醤油……正確にはプランブランのどこか日本を思わせる香りに、異世界にいても故郷がそばにあるようで胸が温かくなる。
私は半熟のトマトをたっぷり載せて、フォークでこんがりと焼けたカツを口元まで運ぶと厚めの衣の表面を噛む。
その瞬間、サクッと音を立てて肉汁があふれる。
少し濃い目の汁は炊き立ての白米と合わさってマイルドになっており、カツによく合った。
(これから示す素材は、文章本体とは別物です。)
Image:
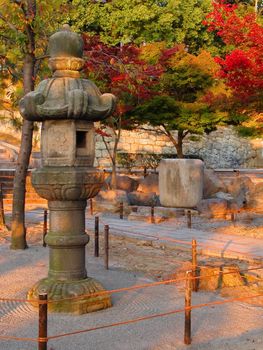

「見た目からしてこってりしているのかと思えば、トマトの酸味で頭がすっきりするな」
バルドさんは驚きの表情で、お弁当の『トマトカツ丼』弁当を見下ろしていた。
「トマトはビタミンCっていう成分が豊富だからお肌にもいいし、この酸味が食欲を上げてくれるんだよ。あと、玉ねぎには疲労回復、強壮効果があるから風邪をひきにくくなる」
「今の俺たちに必要なものばかり詰まっているんだな。雪の弁当には」
「私の国には『腹が減っては戦はできぬ』ってことわざがあります。皆さんも、ここぞというときに空腹で倒れないように、お腹いっぱい食べて力を発揮してください」
最後ににっこりと笑えば、バルドさんは「雪の働きに心から感謝する」と言って、ほんのわずかに口角を上げた気がした。
私は「おかわりはないのか!」「こりゃあ食が進むねえ!」と自分のお弁当を喜んで食べてくれている騎士団の皆さんを温かい気持ちで眺める。
すると、ふいに視線を感じて隣を見ると優しい顔をしたエドガーと目が合って、小さく鼓動が跳ねる。